The past is tense, and the present isn't perfect.

The carnival of a truncated NHL season is about to get under way and, in Vancouver, it will begin the way the last one ended: whither Roberto Luongo?

"He was," Canucks captain Henrik Sedin said of Luongo, his teammate of the past six seasons, before shifting tenses, "he is a big part of this team and he's been a great teammate."

Luongo is set to be traded, the predominant theory goes, just as soon as the ink is dry on a new labour pact and the various sides have pored over its nuances. But perhaps Vancouver plays a slower hand, which means training camp could open with the loved-and-loathed goaltender in a jersey with a killer whale on its front for one last spin – potential distractions be damned.

Sedin was ever-the-diplomat Monday, after an informal practice at the University of British Columbia, the standard regime of the past four months for a small group of NHL players to stay fit and on the ice. He parried the question of unneeded stress, should camp begin with a veteran goaltender who was unceremoniously benched last April.

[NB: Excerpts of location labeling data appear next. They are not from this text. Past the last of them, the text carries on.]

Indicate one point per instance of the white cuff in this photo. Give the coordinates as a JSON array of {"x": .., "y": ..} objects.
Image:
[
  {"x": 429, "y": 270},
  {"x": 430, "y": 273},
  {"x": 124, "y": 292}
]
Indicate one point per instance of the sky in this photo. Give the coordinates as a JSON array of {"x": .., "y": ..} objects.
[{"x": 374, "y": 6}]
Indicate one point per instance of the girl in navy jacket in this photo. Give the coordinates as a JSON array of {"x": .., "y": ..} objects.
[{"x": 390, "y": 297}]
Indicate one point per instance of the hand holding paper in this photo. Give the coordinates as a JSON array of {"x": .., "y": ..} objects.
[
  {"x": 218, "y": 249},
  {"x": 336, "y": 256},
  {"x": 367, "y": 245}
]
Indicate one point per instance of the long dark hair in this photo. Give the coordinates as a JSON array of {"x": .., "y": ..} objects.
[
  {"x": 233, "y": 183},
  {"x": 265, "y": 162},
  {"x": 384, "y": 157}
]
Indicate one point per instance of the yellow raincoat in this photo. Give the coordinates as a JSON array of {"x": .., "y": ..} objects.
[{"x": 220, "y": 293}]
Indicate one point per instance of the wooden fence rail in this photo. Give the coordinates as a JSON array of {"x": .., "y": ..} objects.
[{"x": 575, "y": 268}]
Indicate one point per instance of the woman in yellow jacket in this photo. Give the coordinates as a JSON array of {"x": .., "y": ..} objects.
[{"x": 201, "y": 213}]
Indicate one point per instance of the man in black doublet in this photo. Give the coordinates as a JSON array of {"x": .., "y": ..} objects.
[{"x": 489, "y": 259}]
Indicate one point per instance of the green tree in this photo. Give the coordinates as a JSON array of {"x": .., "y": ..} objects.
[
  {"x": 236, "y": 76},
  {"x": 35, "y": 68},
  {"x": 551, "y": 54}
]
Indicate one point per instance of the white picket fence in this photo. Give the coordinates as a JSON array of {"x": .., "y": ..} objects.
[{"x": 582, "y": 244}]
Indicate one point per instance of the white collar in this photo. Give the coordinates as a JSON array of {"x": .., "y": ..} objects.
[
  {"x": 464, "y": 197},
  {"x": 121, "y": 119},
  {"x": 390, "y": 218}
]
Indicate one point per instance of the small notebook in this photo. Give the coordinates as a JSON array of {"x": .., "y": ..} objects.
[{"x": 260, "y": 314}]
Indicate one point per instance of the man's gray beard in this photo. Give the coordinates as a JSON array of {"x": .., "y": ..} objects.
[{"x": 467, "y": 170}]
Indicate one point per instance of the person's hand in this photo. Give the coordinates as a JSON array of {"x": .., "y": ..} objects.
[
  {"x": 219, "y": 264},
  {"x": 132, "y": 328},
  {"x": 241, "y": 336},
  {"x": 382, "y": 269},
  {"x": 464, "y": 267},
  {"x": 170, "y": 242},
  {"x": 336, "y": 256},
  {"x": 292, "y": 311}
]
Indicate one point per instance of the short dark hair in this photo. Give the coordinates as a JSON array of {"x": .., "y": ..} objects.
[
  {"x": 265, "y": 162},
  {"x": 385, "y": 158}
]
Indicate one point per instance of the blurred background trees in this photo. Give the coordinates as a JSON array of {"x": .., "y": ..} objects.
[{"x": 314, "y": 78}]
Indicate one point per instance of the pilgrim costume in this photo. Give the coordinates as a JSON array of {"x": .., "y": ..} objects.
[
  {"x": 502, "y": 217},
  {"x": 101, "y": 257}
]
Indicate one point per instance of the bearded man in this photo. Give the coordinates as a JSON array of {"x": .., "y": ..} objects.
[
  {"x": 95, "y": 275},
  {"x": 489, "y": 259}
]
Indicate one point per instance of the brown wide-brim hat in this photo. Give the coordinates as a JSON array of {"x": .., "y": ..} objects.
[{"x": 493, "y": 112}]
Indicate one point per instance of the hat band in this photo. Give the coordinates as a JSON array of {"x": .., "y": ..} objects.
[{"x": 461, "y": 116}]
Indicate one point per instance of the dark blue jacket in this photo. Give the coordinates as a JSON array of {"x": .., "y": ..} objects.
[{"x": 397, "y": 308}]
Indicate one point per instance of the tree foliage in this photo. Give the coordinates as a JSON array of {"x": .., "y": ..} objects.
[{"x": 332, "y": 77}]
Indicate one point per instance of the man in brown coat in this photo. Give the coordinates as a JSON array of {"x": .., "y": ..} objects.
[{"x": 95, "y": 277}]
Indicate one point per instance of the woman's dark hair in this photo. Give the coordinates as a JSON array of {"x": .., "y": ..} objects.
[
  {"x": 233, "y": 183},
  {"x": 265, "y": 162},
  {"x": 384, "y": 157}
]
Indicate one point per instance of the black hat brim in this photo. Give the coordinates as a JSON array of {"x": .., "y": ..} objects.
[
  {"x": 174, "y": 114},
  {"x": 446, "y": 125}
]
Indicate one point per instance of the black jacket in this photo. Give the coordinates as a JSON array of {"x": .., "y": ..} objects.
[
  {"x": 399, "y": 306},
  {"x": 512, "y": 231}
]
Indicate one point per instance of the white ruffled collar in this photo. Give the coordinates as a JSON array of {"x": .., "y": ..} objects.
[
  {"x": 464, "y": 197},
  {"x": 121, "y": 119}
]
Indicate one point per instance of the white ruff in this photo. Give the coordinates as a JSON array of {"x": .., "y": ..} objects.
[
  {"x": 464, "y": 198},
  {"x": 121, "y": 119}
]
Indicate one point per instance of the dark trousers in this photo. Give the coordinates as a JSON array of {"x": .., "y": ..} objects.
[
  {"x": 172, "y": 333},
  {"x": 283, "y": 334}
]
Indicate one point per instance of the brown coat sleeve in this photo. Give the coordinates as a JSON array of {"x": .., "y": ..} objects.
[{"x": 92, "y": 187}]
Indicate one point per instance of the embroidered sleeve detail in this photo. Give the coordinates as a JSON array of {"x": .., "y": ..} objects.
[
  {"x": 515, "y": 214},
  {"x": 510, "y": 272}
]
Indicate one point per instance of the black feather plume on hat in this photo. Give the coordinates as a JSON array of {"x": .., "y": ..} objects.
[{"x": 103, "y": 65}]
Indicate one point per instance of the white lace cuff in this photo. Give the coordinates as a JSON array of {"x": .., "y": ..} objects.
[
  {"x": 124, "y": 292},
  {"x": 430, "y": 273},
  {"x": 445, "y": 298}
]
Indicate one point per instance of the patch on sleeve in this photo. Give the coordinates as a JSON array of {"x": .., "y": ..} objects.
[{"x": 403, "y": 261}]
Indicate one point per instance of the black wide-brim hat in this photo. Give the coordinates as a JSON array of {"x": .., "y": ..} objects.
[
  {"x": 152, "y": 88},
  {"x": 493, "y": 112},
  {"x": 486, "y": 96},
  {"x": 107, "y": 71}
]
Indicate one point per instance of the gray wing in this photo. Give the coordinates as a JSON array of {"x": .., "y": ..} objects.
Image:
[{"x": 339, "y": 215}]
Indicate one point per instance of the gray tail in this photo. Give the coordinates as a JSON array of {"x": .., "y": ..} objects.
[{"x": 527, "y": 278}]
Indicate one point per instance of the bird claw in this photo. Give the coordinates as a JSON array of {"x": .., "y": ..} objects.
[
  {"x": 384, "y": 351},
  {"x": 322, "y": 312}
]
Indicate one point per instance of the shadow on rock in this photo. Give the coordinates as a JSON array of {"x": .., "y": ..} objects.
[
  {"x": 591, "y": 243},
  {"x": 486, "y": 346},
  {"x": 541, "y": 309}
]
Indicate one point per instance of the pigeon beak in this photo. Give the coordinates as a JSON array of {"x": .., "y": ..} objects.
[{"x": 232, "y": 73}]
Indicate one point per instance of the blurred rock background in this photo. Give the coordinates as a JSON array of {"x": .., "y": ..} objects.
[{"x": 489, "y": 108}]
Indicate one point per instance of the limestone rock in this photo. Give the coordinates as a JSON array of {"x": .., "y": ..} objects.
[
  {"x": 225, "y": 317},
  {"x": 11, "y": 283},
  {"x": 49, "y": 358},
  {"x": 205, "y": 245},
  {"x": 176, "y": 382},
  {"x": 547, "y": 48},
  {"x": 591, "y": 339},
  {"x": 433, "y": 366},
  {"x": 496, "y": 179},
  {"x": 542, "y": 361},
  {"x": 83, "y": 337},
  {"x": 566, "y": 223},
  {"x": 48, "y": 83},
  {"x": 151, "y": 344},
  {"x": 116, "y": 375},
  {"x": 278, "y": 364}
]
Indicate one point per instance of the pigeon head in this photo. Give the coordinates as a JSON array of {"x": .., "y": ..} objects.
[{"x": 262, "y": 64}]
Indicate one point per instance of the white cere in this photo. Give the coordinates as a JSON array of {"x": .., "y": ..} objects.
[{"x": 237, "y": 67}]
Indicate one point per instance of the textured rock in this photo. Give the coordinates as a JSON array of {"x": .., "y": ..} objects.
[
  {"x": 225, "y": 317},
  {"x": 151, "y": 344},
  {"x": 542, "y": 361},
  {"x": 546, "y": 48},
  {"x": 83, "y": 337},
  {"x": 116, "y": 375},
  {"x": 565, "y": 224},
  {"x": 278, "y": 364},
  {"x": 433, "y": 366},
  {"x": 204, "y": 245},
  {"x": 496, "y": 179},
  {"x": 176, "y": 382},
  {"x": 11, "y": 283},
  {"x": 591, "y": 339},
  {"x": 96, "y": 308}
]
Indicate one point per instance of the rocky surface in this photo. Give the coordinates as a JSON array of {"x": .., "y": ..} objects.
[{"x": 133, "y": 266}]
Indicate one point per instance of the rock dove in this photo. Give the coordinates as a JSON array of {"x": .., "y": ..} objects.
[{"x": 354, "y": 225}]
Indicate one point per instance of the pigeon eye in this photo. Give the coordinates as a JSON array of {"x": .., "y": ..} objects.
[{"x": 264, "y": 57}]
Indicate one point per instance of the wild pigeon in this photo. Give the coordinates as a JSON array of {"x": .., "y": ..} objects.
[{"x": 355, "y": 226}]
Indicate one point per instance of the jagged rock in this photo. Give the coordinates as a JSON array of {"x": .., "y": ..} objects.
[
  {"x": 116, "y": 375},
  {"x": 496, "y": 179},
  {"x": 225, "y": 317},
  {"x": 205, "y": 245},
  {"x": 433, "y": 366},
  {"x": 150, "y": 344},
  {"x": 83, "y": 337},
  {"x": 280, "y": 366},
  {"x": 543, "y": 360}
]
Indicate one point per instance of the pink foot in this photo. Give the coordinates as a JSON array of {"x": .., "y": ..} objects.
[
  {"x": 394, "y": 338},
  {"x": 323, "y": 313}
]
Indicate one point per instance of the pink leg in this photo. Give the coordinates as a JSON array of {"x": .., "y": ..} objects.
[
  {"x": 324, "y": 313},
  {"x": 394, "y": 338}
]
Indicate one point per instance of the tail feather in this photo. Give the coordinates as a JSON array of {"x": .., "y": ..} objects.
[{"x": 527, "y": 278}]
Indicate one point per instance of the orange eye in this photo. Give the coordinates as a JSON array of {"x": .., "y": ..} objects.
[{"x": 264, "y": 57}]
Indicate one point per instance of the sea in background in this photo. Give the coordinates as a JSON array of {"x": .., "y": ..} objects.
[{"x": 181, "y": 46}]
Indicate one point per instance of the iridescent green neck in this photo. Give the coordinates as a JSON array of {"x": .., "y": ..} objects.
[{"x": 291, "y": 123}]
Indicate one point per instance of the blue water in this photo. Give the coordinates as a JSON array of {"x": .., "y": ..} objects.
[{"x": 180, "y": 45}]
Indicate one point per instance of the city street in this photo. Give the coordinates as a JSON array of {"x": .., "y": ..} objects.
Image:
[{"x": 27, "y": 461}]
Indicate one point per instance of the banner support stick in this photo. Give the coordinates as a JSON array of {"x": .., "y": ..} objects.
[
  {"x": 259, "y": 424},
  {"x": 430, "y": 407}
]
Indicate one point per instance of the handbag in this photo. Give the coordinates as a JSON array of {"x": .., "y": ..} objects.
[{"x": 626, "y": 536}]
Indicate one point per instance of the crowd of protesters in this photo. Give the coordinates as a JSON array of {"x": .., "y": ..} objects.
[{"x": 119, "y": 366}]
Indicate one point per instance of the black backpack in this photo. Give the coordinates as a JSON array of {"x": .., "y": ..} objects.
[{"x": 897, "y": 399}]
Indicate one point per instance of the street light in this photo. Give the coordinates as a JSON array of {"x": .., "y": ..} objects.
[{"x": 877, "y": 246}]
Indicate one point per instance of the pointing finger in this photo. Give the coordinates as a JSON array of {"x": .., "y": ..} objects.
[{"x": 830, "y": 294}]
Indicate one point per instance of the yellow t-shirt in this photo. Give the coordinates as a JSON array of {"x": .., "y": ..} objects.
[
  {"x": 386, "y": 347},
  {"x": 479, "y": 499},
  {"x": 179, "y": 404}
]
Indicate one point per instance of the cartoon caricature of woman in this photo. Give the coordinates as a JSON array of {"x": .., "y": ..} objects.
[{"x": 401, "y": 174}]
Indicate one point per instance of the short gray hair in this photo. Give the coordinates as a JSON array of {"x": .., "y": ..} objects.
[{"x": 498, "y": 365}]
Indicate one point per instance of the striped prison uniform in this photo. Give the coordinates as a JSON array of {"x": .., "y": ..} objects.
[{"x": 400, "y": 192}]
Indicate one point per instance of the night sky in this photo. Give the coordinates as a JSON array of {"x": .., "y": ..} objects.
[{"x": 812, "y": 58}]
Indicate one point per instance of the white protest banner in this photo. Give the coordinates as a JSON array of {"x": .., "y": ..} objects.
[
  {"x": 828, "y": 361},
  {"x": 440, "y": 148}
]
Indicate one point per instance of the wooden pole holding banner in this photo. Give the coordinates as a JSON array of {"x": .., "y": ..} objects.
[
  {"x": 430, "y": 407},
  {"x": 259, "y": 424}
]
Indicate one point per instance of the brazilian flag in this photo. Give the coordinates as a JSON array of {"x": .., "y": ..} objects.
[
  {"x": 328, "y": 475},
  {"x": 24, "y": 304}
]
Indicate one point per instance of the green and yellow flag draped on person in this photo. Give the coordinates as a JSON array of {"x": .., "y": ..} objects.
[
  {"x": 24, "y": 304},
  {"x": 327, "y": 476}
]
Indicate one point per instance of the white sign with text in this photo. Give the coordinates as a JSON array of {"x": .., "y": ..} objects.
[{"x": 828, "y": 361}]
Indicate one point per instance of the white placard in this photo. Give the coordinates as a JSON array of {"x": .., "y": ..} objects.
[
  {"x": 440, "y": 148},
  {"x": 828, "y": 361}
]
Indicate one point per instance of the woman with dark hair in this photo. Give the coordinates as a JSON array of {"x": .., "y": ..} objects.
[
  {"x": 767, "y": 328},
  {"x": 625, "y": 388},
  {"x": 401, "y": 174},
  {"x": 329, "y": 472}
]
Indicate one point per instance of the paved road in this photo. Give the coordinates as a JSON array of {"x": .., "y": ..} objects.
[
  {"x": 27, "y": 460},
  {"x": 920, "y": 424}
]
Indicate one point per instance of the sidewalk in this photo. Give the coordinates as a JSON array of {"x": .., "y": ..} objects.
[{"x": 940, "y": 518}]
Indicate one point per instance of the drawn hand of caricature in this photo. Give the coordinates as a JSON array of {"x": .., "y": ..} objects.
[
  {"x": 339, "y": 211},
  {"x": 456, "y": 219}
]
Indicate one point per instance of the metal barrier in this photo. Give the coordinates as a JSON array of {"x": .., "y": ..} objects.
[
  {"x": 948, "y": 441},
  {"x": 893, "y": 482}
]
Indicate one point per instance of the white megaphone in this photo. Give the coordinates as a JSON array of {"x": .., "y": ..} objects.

And if camp does open with both Cory Schneider (20-8-1, 1.96 goals-against average in 2011-12) and Luongo (31-14-8, 2.41 GAA) in Canucks blue, Sedin said: "It's no problem at all."

The Luongo saga is just the headline stress that shrouds the two-time Presidents' Trophy winners, an aging team that was within 60 minutes of the Stanley Cup in 2010, and forcefully ejected from the playoffs in five fast games last April.

Whether Vancouver remains a top contender or scrapes through this shortened season like many other teams remains decidedly unclear. Scoring punch is the biggest question, with the 32-year-old Sedin brothers (Henrik and Daniel) off their peaks, and Ryan Kesler (22 goals in 2011-12) hurt. And Schneider will play more hockey than he ever has before in his turn as an NHL starter.

The short season will be unforgiving, Henrik Sedin said.

"It's going to be like playoffs right away," he said. "You can't go through a four-, five-game losing streak – that means you're out of the playoffs."

On Monday, Henrik and Daniel Sedin were two of nine Canucks players on the ice, plus another dozen or so UBC Thunderbirds (including a couple goalies). It wasn't exactly pro, but the players were moving.

Among them was a primary new addition: Vancouver local Jason Garrison, a defenceman who had previously plied his trade for three seasons in Florida and was signed in the off-season to a six-year, $27.6-million (U.S.) deal. Garrison spent part of the locked-out fall on the Canucks payroll in rehabilitation, working through a groin injury. On Monday, he raced alongside other Vancouver defenceman, including Dan Hamhuis.

"It was pretty simple," Garrison said of getting the green light to get off the injured list. "I felt I was good to go and told [the Canucks] I was good to go."

The bearded 28-year-old betrayed no worry of being hindered by the compressed schedule. "I'm not too concerned. I'm no different than any other player."

Kevin Bieksa, a 31-year-old defenceman who is coming off his best offensive season (44 points), expressed confidence that the decision of many Canucks players to stay home and work out in Vancouver rather than tramp to Europe is a smart one. "… We feel like we're ready," he said.

Sedin said any advantage others may have gleaned from playing overseas during the lockout won't be a major factor as the NHL season unfolds. And it could indeed ebb to disadvantage, Bieksa added, as the calendar turns towards spring and the playoffs.

"You could look at it," he said, "as us being fresh for the stretch run and the playoffs."